Anda di halaman 1dari 4

Suku Angkola

Angkola adalah salah satu etnik Batak yang bermukim di Kabupaten Tapanuli
Selatan, Kota Padang Sidempuan, Padang Lawas Utara dan Padang Lawas. Nama "angkola"
diyakini berasal dari nama sebuah sungai "Batang Angkola" yang berada di daerah Angkola.
Dari cerita rakyat Angkola, bahwa sungai ini diberi nama oleh Rajendra Kola (Chola) I,
penguasa kerajaan Chola (1014 - 1044 M) yang berasal dari India Selatan, yang memasuki
Angkola melalui daerah Padang Lawas. Daerah Angkola terdiri dari 2 wilayah, yaitu sebelah
selatan Batang Angkola diberi nama Angkola Jae (Hilir) dan sebelah Utara diberi nama
Angkola Julu (Hulu).
Sepeninggal kekuasaan Radjendra Chola I, muncul seorang tokoh dari Tano
Angkola, yang bernama Oppu Jolak Maribu yang bermarga Dalimunthe. Oppu Jolak Maribu
ini mendirikan huta (kampung) pertama di daerah Angkola yang bernama Sitamiang. Setelah
sekian lama masyarakat Angkola tumbuh dan berkembang di daerah Angkola, maka
kemudian orang-orang dari suku-suku lain masuk segala penjuru hidup berbaur dan turut
dalam adat-istiadat suku Angkola, tetapi ada juga kelompok yang tetap mempertahankan adat
nya sendiri.

Sistem Kekerabatan
Seperti etnis Batak pada umumnya, tradisi marga dan Dalihan Na Tolu juga
berkembang dalam masyarakat suku Batak Angkola. Dari segi garis keturunan yang
menerapkan sistem patrilineal, masyarakat Angkola ditandai dengan marga/clan yang
dominan seperti Harahap, Siregar, Dalimunthe, Daulay, Ritonga, Pane. Sistem interaksi sosial
yang menganut filosofi Dalihan Na Tolu (tungku yang tiga/bersusun) terdiri dari Mora,
Kahanggi, dan Anakboru. Mora yaitu pihak keluarga yang memberi boru (perempuan/istri).
Dalam setiap acara adat, Mora mempunyai derajat ‘paling tinggi’, posisinya di samping Raja
dan pemangku adat. Kahanggi adalah saudara semarga, yaitu keluarga yang mempunyai
hajatan/Horja adat, termasuk di dalamnya Suhut selaku Tuan Rumah. Anak Boru yaitu pihak
keluarga yang memberi boru (Pangalehenan Boru).

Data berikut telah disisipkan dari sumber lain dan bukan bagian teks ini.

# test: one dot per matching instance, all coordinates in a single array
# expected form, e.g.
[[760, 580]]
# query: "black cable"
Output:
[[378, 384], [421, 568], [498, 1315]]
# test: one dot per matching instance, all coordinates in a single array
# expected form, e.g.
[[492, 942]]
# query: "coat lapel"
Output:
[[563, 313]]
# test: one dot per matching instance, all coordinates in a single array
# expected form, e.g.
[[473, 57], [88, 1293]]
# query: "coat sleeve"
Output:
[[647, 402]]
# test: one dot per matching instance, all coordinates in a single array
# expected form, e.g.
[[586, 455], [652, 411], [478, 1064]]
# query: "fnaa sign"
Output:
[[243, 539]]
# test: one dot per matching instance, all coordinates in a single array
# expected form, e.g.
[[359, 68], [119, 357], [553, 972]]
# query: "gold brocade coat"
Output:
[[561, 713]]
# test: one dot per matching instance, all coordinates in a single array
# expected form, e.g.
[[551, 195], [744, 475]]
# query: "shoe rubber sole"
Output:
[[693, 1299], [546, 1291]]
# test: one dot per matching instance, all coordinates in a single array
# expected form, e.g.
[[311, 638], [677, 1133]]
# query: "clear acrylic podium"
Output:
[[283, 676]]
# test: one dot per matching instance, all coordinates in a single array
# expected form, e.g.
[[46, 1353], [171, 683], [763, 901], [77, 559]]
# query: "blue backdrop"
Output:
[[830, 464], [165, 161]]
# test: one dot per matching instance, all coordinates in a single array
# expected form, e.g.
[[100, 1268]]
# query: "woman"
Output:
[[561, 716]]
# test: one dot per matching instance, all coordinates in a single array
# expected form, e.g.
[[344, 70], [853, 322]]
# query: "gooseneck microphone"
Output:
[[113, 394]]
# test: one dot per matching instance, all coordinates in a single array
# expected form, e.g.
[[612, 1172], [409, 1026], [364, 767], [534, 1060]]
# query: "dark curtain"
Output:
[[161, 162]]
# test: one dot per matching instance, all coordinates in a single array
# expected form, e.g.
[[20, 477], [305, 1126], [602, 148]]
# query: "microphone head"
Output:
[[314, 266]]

Masyarakat Angkola mengenal
pelarangan kawin semarga.
Secara sejarah suku Angkola ini masih berkerabat dengan suku Batak Toba dan Batak
Mandailing. Beberapa marga pada masyarakat Angkola juga masih terlihat pada marga-
marga yang ada di suku Batak Toba dan Batak Mandailing. Saat ini suku Batak Angkola
berkembang dan diakui sebagai suku tersendiri, karena mereka memiliki tradisi budaya dan
bahasa sendiri. Antara suku Batak Angkola dengan suku Batak Mandailing, dari segi budaya
dan bahasa banyak terdapat kemiripan, sehingga antara orang Angkola dan orang Mandailing
agak susah dibedakan. Dari segi bahasa, Bahasa Angkola memang mirip dengan bahasa
Batak Toba dan Bahasa Batak Mandailing, tapi perbedaan dapat dilihat dari intonasi dialek.
Dialek orang Angkola terdengar lebih lembut dibanding bahasa orang Toba, tapi sedikit lebih
tegas dan keras dibanding dialek orang Mandailing. Bahasa Batak Angkola meliputi daerah
Padangsidempuan, Batang Toru, Sipirok, dan seluruh bagian kabupaten Tapanuli Selatan.

Sistem Kepercayaan
Sebagian besar masyarakat Angkola memeluk agama Islam setelah mendapat
pengaruh Islam dari dari Tuanku Lelo (Idris Nasution) yang menyebarkan Islam dalam misi
Padri (1821) dari Minangkabau. Tetapi sebagian lain tetap mempertahankan agama adat yang
telah mereka amalkan sejak dari zaman leluhurnya, seperti pelbegu dan malim. Tak lama
kemudian, masuklah pasukan Belanda ke wilayah Angkola mengusir pasukan Padri yang
berusaha mengislamkan wilayah tersebut, dan sebagian masyarakat Angkola yang tadinya
bertahan dari pengaruh Islam Padri, akhirnya menerima ajaran Kristen yang diperkenalkan
oleh para misionaris Belanda. Walaupun dalam masyarakat Angkola terdapat 2 agama yang
berbeda, tapi kerukunan beragama sangat terjaga dengan baik dari dahulu hingga sekarang.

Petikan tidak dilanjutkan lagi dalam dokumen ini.